As the space for critical thought appeared to shrink in this atmosphere of economic, political and religious violence, and many self-declared liberals embraced American interventionism in the region, leftist intellectuals in Beirut and Damascus began to invoke the Nahda as an emblem and a shield. In 1992, the editor of Beirut’s Marxist flagship journal al-Tariq, Mohammad Dakrub, published a well-received literary history on Nahda luminaries such as Amin al-Rihani, Jibran Khalil Jibran, Maroun ʿAbbud and Raʾif Khuri. Under Dakroub’s editorship al-Tariq ran a series on the contemporary relevance of the Nahda throughout the late 1990s. This culminated in a long and probing essay by the Lebanese novelist, Elias Khoury (b. 1948), after the American invasion of Afghanistan. In “Towards a Third Nahda,” Khoury called for “a return to modern Arab history . . . to search for the truth that might help us escape from the frightful decline into which the Arabs have slid at the turn of the 21st century.” The Syrian psychoanalytical thinker Jurj Tarabishi (1939-2016) also rediscovered the history of the Nahda. His From the Nahda to Apostasy (2000) opens with the lament: “I belong to the generation that has wagered on Arab nationalism, revolution and socialism and has lost.” In Iterations of a Blocked Nahda, Palestinian Arab nationalist and former Knesset member, ʿAzmi Bishara (b. 1956) reflected on how to revive the orphaned Palestinian contributions to the Nahda project after the expulsions during the Nakba of 1948 that led to the creation of two generations of diasporic intellectuals.

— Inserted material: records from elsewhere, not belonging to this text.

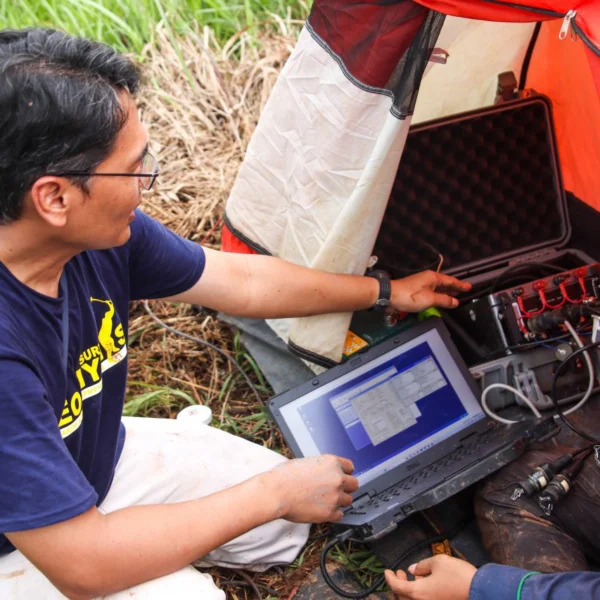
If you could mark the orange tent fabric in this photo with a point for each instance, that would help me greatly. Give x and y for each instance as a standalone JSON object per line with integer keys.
{"x": 587, "y": 17}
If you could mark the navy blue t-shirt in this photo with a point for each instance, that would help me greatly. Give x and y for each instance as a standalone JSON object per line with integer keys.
{"x": 61, "y": 433}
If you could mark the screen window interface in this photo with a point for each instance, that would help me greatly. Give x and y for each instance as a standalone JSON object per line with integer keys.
{"x": 388, "y": 410}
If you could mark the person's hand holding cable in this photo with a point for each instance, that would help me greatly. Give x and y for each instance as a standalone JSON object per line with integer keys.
{"x": 438, "y": 578}
{"x": 422, "y": 290}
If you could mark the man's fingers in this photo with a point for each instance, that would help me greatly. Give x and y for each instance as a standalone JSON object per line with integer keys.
{"x": 447, "y": 283}
{"x": 399, "y": 584}
{"x": 337, "y": 515}
{"x": 350, "y": 484}
{"x": 345, "y": 500}
{"x": 423, "y": 567}
{"x": 444, "y": 301}
{"x": 347, "y": 465}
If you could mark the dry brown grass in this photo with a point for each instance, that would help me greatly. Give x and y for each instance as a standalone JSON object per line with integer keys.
{"x": 200, "y": 123}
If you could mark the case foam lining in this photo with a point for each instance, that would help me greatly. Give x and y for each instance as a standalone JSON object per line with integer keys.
{"x": 475, "y": 187}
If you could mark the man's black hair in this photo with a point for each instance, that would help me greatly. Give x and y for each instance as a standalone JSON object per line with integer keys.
{"x": 59, "y": 108}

Syrian dissident Haytham Mannaʿ (b. 1951) echoed these appeals for a new Nahda. Writing eight months before the outbreak of the Arab uprisings, Mannaʿ considered it imperative to shift the Nahda project from “superficial” cultural and political battles to matters of concern to the broader social base struggling for change. It was after Muhammad Bouazizi’s self-immolation in December 2010 ignited the Tunisian and Egyptian uprisings that the Nahda discourse spilled over onto Arab streets. In particular, the chanting of “The People want the Fall of the Regime” was inspired by Abu al-Qasim al-Shabbi’s famous existentialist poem of 1933, “The Will to Live.” Al-Shabbi (1909–1934) did not write political poetry. His diwan, which included poems such as “To the People” and “To the Tyrants of the World” that were originally published in the short-lived, experimental Egyptian journal Apollo, was not resistance literature but naturalistic and dreamy poetry. But chanted by thousands of protesters in 2011, the poem energized the people to break all barriers of fear in Cairo and invoked Tunisian-Egyptian solidarity:
If, one day, the people want to live, then fate will answer their call.

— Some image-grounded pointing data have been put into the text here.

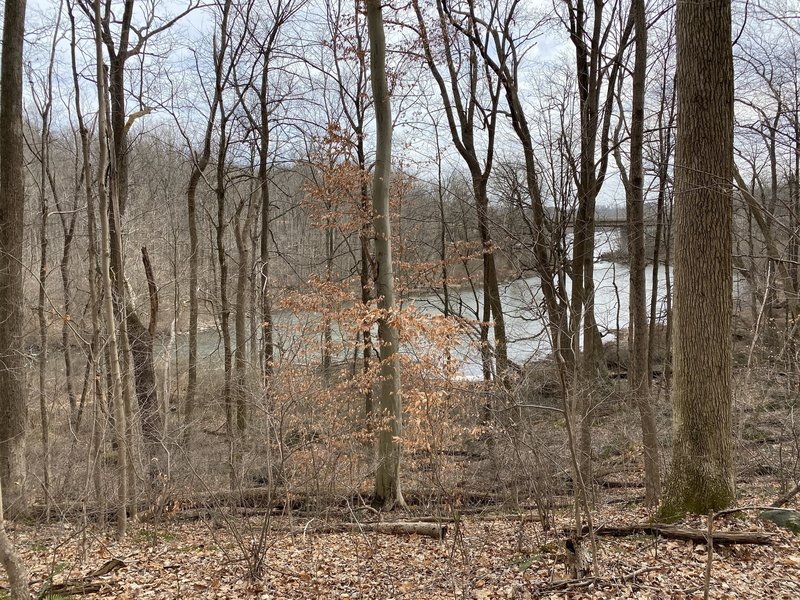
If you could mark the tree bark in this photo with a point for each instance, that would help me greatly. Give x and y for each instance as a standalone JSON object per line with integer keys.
{"x": 638, "y": 332}
{"x": 701, "y": 478}
{"x": 13, "y": 405}
{"x": 387, "y": 478}
{"x": 120, "y": 416}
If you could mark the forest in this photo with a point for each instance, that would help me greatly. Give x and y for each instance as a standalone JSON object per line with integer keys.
{"x": 400, "y": 299}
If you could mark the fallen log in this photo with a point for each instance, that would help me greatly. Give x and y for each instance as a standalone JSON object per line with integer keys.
{"x": 83, "y": 585}
{"x": 687, "y": 534}
{"x": 787, "y": 496}
{"x": 433, "y": 530}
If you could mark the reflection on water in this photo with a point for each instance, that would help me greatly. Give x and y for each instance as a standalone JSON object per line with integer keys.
{"x": 522, "y": 304}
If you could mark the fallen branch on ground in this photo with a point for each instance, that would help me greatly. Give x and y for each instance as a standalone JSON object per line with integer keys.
{"x": 688, "y": 534}
{"x": 433, "y": 530}
{"x": 83, "y": 585}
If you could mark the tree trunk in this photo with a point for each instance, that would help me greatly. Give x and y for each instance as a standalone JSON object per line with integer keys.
{"x": 638, "y": 333}
{"x": 13, "y": 406}
{"x": 701, "y": 478}
{"x": 387, "y": 478}
{"x": 120, "y": 421}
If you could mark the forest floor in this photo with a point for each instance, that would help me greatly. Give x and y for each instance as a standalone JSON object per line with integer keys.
{"x": 485, "y": 556}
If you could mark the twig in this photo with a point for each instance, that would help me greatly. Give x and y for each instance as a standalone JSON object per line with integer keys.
{"x": 710, "y": 550}
{"x": 787, "y": 496}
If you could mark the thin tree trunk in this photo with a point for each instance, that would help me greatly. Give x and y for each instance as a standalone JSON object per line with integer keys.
{"x": 387, "y": 477}
{"x": 120, "y": 423}
{"x": 638, "y": 333}
{"x": 13, "y": 407}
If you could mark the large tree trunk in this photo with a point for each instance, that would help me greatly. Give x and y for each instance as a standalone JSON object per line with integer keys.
{"x": 387, "y": 478}
{"x": 638, "y": 333}
{"x": 120, "y": 416}
{"x": 13, "y": 406}
{"x": 702, "y": 474}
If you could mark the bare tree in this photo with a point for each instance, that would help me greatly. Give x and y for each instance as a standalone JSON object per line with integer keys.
{"x": 468, "y": 114}
{"x": 13, "y": 406}
{"x": 387, "y": 477}
{"x": 701, "y": 477}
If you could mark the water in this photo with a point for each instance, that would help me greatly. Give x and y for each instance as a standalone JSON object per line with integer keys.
{"x": 297, "y": 337}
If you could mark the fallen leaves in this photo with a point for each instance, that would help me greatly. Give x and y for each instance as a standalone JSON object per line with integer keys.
{"x": 484, "y": 561}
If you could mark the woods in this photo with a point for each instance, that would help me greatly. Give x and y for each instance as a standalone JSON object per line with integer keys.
{"x": 301, "y": 272}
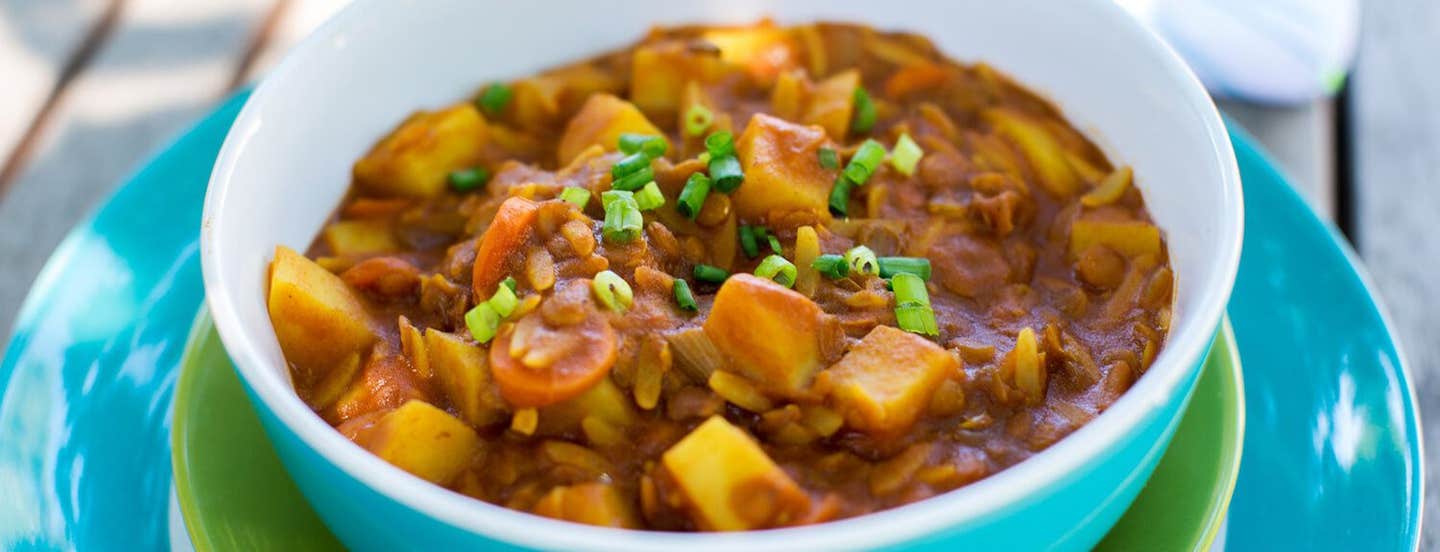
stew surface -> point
(726, 278)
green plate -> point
(235, 493)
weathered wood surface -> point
(163, 64)
(1397, 196)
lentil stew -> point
(726, 278)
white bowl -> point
(285, 166)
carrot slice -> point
(507, 232)
(915, 78)
(550, 365)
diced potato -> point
(1026, 368)
(729, 482)
(334, 384)
(464, 375)
(594, 503)
(356, 238)
(540, 100)
(660, 71)
(771, 335)
(1129, 238)
(763, 49)
(601, 121)
(833, 101)
(318, 322)
(781, 169)
(415, 159)
(422, 440)
(886, 379)
(1046, 154)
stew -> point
(726, 278)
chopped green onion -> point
(833, 267)
(609, 196)
(634, 180)
(720, 144)
(918, 319)
(866, 160)
(710, 274)
(622, 218)
(697, 120)
(576, 195)
(778, 268)
(840, 196)
(910, 290)
(650, 144)
(468, 179)
(906, 154)
(864, 113)
(612, 291)
(913, 312)
(494, 98)
(725, 173)
(483, 322)
(748, 242)
(630, 165)
(683, 296)
(650, 198)
(918, 265)
(504, 300)
(693, 196)
(828, 159)
(861, 260)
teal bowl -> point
(285, 166)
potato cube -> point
(884, 382)
(730, 483)
(833, 101)
(763, 49)
(781, 169)
(1046, 154)
(422, 440)
(771, 335)
(1129, 238)
(357, 238)
(660, 71)
(318, 322)
(601, 121)
(594, 503)
(464, 375)
(416, 159)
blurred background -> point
(1344, 92)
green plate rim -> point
(1134, 529)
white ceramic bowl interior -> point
(287, 163)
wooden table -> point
(104, 82)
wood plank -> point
(300, 19)
(166, 64)
(1396, 94)
(1302, 140)
(41, 49)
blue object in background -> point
(85, 385)
(1331, 459)
(1332, 435)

And their night will then begin to fade, and the chains break and fall.
For he who is not embraced by life’s passion will dissipate into thin air,
Woe to him whom life loves not, against the void that strikes there,
At least that is what all creation has told me, and what its hidden spirits declare.[3]

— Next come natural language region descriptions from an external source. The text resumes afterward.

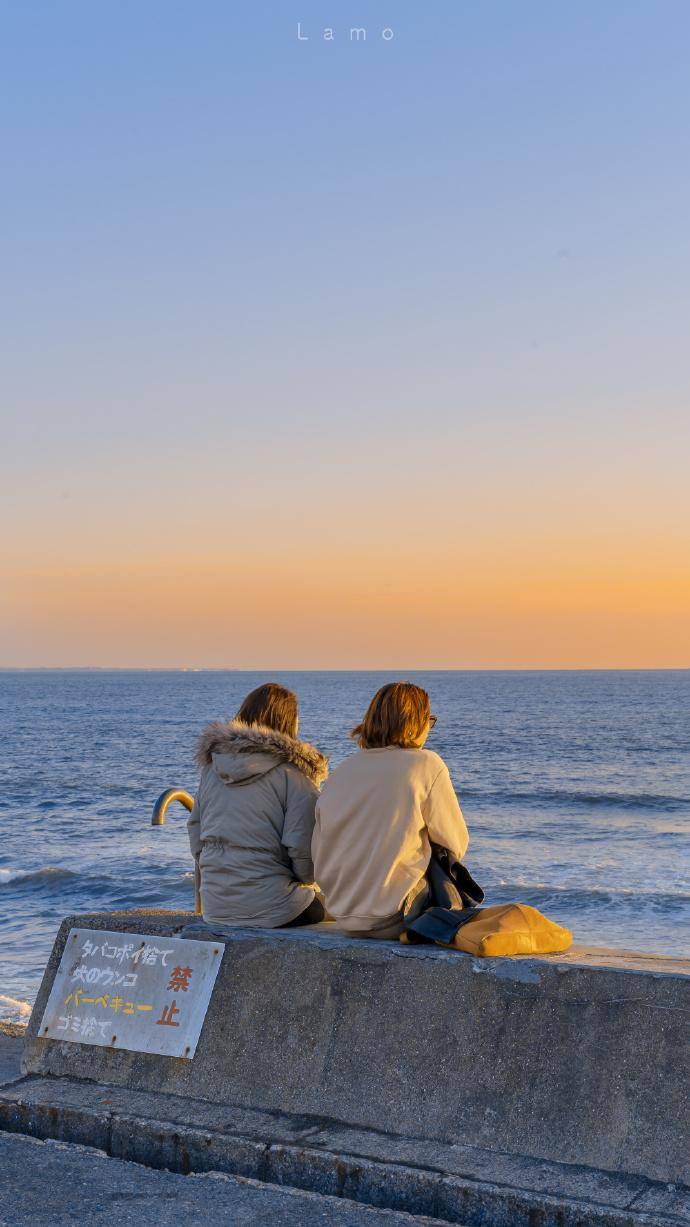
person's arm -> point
(298, 825)
(443, 816)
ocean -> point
(575, 787)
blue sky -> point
(300, 269)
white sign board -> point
(128, 990)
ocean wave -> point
(49, 873)
(594, 896)
(14, 1009)
(659, 801)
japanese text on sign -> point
(127, 990)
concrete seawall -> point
(564, 1064)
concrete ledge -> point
(576, 1059)
(59, 1184)
(456, 1183)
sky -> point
(345, 352)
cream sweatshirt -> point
(375, 819)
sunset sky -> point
(345, 355)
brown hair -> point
(271, 706)
(397, 715)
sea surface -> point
(575, 787)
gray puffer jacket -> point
(252, 823)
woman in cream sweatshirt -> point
(378, 812)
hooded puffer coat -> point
(252, 823)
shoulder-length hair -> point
(271, 706)
(397, 715)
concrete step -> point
(54, 1184)
(456, 1183)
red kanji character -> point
(179, 979)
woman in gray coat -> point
(253, 816)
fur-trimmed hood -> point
(241, 751)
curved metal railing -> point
(158, 820)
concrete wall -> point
(580, 1058)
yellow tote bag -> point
(511, 929)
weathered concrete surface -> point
(11, 1043)
(55, 1184)
(456, 1182)
(576, 1059)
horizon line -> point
(341, 669)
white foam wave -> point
(14, 1007)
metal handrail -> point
(158, 820)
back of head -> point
(397, 715)
(271, 707)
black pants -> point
(310, 915)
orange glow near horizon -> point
(357, 611)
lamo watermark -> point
(351, 34)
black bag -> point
(448, 887)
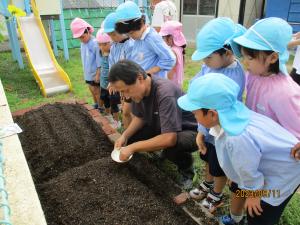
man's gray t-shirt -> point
(160, 110)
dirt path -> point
(78, 183)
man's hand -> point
(120, 142)
(253, 206)
(296, 151)
(125, 153)
(200, 143)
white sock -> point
(237, 219)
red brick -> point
(88, 107)
(68, 101)
(21, 112)
(94, 112)
(108, 129)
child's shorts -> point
(211, 158)
(110, 101)
(92, 83)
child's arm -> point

[Excerpted from Arabic Thought Beyond the Liberal Age: Towards an Intellectual History of the Nahda, with permission. (c) 2017.]
[1] There is, of course, nothing about the twenty-first century that should have immunized us against Orientalist scholarship any more than the return of fascism. Recall Benjamin’s rejoinder in Thesis VIII of his On the Concept of History that “[t]he astonishment that the things we are experiencing in the 20th century are ‘still’ possible is … not the beginning of knowledge,” but rather a clear sign that “the conception of history on which it rests is untenable.”
[2] David Scott, Refashioning Futures: Criticism and Postcoloniality (Princeton, 1999), 9.